The NVRA only covers 44 states and Washington, D.C.; Idaho, Minnesota, New Hampshire, North Dakota, Wisconsin and Wyoming have no voter registration requirement or have continually offered Election Day registration since Aug. 1, 1994. Maine was initially on this list as well, but lost its exemption status when the state abolished Election Day registration in 2011, even though it was restored soon after.
Section 5 of the NVRA outlines the voter registration opportunities at motor vehicle agencies. This provision requires a driver’s license application, including renewal or change of address updates, to simultaneously serve as a voter registration application. Under the NVRA, the motor vehicle agency must transmit the voter registration portion of the license application to the relevant state elections office within 10 days after accepting the application.

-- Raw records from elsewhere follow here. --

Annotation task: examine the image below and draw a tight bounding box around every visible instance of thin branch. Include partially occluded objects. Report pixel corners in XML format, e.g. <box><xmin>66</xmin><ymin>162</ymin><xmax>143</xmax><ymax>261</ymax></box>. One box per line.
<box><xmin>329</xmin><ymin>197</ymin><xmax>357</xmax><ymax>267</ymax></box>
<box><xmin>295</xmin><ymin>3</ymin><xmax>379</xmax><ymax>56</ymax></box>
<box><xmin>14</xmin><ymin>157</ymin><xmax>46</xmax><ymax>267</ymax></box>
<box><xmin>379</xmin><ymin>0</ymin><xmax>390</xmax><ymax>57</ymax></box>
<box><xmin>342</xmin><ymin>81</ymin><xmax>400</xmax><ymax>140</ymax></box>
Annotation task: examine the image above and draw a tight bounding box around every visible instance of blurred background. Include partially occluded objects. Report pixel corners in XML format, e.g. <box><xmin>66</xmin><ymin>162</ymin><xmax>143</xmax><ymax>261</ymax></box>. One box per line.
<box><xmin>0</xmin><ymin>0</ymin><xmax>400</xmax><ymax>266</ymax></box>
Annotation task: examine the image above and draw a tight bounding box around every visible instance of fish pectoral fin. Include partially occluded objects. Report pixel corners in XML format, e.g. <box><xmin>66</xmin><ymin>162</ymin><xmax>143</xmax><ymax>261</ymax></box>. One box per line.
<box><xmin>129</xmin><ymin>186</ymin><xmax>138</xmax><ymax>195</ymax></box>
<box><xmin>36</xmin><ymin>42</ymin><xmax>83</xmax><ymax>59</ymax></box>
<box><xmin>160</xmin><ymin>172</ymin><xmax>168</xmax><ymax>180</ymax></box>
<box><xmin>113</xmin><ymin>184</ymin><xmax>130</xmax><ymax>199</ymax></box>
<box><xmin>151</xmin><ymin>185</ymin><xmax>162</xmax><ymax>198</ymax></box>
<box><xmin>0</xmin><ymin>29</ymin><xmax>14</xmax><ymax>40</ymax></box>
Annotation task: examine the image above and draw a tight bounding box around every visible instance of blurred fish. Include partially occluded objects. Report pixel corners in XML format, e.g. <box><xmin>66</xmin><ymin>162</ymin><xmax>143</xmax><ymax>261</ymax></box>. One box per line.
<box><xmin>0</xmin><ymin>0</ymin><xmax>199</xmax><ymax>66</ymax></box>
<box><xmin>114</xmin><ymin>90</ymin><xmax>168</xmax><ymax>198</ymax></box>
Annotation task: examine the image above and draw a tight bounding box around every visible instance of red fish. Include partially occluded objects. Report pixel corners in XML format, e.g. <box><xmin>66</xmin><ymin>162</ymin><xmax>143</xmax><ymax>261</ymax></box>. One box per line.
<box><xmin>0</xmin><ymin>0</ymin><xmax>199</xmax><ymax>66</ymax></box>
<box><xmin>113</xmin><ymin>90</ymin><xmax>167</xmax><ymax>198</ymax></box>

Section 7 of the NVRA similarly sets guidelines for offering voter registration services at government agencies that provide public assistance, including federal programs like the Supplemental Nutrition Assistance Program (SNAP), the Special Supplemental Nutrition Program for Women, Infants and Children (WIC), Medicaid and more. The provision also requires voter registration opportunities at recruitment offices for the U.S. armed forces as well as state-funded programs that primarily serve people with disabilities.
The NVRA requires states to maintain a list maintenance program to remove voters who have died or moved. Since our country doesn’t have a database of registered voters or a national ID system, states use other data sources to identify voters, such as U.S. Postal Service change of address forms, DMV records or information-sharing databases such as ERIC. The NVRA includes some safeguards to protect voters: The law limits changes close to an election and outlines requirements to notify voters before removal for change of residence reasons. Unfortunately, the legitimate practice of voter roll maintenance can easily become problematic voter purging.
Finally, the NVRA requires states to “accept and use” a mail-in federal voter registration form. On the federal form, voters simply have to check a box attesting they are a citizen and fulfill other eligibility requirements. Arizona has tried (and tried again) to enact documentary proof of citizenship laws, but the U.S. Supreme Court ruled in 2013 that Arizona must accept these federal forms because the NVRA preempts Arizona’s citizenship requirement.
Voter registration may be shifting, but the NVRA remains an important legal protection.
Less than 22 months after the NVRA’s enactment, a report found that “voter registration in States covered by the NVRA rose in 1996 by 1.82 percentage points — or some 3,390,000 people — over 1992, the previous comparable election.” Even in recent years, states’ DMVs remain the most commonly used registration source, accounting for around 40% of the total registrations received between the 2018 and 2020 general elections.
The NVRA was a resounding success in the 1990s, engaging voters with the registration process where they were — the DMV. Today, online options are on the rise, but voter registration remains a convoluted process in too many states.
There have been recent lawsuits that successfully enforced the NVRA in Alaska, Kansas and South Dakota, often initiated by the U.S. Department of Justice. Three decades later, the law continues to be an important legal tool to ensure states offer robust voter registration opportunities.